The return to the writ shows that the petitioner is held in custody under a warrant of commitment, issued out of the Fourth District Court, in the case of Adams v. Haskell and Woods, directing that said Cohen and Edward Jones be imprisoned until they comply with a certain order of Court, requiring them to deliver to H. M. Naglee, a receiver appointed by said Court, all the books, papers, money and property in their hands belonging to Adams & Co.
And also a certain order of arrest, made by John S. Hager, Judge of [320]the Fourth District Court, in a certain suit pending in said Court, in "which H. M. Naglee is plaintiff and said Cohen is defendant.

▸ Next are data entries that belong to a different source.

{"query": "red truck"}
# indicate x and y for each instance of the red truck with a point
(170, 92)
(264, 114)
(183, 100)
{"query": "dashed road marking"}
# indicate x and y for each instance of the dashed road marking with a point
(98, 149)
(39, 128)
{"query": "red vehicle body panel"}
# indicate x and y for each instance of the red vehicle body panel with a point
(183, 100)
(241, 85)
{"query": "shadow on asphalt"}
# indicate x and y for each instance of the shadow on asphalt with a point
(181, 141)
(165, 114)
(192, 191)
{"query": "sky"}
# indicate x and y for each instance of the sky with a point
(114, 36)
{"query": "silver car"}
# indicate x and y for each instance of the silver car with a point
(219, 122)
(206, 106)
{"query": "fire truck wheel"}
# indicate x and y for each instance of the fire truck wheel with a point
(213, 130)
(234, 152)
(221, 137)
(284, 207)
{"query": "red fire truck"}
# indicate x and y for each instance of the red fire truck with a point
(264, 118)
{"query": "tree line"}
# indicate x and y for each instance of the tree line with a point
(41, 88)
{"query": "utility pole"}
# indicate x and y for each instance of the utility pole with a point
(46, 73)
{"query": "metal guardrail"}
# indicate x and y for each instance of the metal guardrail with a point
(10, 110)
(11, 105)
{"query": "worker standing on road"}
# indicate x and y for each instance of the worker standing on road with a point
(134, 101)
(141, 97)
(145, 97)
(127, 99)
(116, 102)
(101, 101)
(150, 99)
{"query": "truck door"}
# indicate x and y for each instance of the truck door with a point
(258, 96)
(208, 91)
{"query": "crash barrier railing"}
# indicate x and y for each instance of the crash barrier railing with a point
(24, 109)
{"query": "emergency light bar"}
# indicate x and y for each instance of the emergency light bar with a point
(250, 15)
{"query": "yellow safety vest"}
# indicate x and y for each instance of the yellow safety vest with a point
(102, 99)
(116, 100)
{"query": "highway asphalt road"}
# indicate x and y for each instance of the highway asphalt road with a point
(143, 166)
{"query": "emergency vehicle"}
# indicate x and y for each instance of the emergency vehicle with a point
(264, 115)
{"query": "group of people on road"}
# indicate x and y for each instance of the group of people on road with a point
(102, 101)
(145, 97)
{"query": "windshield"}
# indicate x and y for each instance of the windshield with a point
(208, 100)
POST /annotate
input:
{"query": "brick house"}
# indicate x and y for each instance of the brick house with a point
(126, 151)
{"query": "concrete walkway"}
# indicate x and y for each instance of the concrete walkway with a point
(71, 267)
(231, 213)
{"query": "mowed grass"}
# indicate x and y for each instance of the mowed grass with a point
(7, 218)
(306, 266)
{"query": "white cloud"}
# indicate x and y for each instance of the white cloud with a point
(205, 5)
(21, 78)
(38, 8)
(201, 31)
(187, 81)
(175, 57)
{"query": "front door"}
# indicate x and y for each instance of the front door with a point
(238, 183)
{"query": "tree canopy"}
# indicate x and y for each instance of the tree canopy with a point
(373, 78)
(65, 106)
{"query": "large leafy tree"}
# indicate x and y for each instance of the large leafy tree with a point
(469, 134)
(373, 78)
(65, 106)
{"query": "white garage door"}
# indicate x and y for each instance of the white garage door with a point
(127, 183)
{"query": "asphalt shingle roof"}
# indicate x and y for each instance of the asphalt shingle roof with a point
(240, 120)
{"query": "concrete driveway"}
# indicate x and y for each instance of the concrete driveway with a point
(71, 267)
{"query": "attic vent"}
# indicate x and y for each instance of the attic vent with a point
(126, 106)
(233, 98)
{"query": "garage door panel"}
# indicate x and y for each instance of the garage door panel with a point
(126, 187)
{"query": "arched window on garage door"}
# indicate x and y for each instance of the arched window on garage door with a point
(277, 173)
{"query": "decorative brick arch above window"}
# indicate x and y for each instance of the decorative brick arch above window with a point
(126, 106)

In addition to the return of the officer, the petitioner produces as evidence on the hearing of his application, a record of the proceedings in the Court below on his application to be discharged from imprisonment. From this record, it appears that Cohen filed his affidavit in the Court below, setting out a compliance with said order as far as he was able. Certain interrogatories were propounded to him, under the order of the Court, from the answers to which, with the affidavits and statement of accused on file, the Court decreed, “ that said Cohen had not paid over to said receiver, according to the order of the Court, all the moneys received by him as ^ceiver in this action, but had retained a portion of said moneys for his disbursements and compensation; the Court ordered and decided that said Cohen could not be the judge of his own compensation and disbursements, but they must be submitted, and passed upon by the Court and allowed, to entitle him to take them; and in order to be discharged, he must first pay over all said moneys received by him as receiver-—have his accounts passed upon and allowed, and pay over the balance found in his hands.”
By the affidavit of Cohen, which is not contradicted, it appears that the disbursements charged, were made by him in the course of his receivership, and that the money claimed by him as compensation had been used about his own business, and that he had not so much money in his hands, and was, therefore, unable to comply with the order of the Court.
Under our statutes, the power of a Court to punish for a contempt is limited to a fine of five hundred dollars and imprisonment for five days, except when the contempt consists in the omission to perform an act which is yet in the power of a person to perform, in which ease he may be imprisoned till he have performed it. §§ 488 and 489 Prac. Act.